ビジネスパーソンなら、ゴルフ好きの取引先の幹部に、ラウンドに誘われることもあるだろう。そのときに腕前がシングルでも、バンカーに打ち込んだり池ポチャをして、「緊張しているのか、調子が悪いな~。○○部長はお上手なので1つ、ご指南いただけませんか」などと、いってみてはどうだろう。

太鼓持ちは、「馬鹿のメッキをした利口者」でないと務まらないといわれる。
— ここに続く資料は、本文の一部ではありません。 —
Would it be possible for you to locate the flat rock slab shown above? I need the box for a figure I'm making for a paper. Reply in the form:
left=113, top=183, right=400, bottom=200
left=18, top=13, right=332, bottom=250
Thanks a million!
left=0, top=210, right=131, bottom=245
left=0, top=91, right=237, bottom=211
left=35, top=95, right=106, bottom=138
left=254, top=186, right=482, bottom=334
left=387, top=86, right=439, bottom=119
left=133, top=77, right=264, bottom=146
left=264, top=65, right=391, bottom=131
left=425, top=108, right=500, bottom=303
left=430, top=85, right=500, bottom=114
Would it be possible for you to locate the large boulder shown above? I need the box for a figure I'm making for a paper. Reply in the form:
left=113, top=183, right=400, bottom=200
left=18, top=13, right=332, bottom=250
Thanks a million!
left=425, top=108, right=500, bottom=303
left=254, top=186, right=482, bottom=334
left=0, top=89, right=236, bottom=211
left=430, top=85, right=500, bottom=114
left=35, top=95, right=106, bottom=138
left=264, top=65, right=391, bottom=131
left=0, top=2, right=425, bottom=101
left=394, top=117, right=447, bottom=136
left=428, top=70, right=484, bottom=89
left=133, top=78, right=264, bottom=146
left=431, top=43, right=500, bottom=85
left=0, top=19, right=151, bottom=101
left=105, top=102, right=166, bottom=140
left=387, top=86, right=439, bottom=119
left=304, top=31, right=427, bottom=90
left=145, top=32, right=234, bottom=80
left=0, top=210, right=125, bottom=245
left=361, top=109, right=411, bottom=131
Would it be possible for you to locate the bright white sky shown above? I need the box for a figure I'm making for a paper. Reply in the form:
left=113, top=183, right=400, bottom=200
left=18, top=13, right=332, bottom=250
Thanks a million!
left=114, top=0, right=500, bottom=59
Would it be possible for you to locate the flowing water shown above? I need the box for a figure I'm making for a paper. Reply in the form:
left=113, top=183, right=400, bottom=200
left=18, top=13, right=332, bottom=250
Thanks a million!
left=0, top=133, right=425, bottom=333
料亭は確かに高いが、銀座の高級クラブで4~5回接待するなら、たまには花柳界で一流の太鼓持ちの芸に触れ、本物のヨイショを学んでみたらどうだろう。

▼ヨイショがあってより際立つ太鼓持ちの「屏風芸」
屏風の裏にはご贔屓の旦那さんがいると想定
(1)旦那、鍼に凝っているって。じゃあ、呼びましょうか? えっ、自分で打つって。それも、おまえで試し打ちがしたいって!
(2)冗談じゃありませんよ。よしなさいって。どうしてそういうことをするんですか!
(3)乱暴しないでくださいよ。離しなさいってば、旦那!
(4)打たしてくれたら、また呼んでくれる……。お腹に打ちたい。旦那、上手い! えっ、まだやってない。冗談じゃありませんよ!
櫻川七好(さくらがわ・しちこう)
1952年生まれ。新劇俳優時代、劇中で幇間を演じたことをきっかけに、93年に悠玄亭玉介一門の櫻川米七師匠に弟子入り。94年、東京浅草見番でお披露目を果たす。浅草、向島、赤坂、新橋、神楽坂だけでなく、地方のお座敷でも芸を披露している。2016年度の文化庁長官表彰を受賞。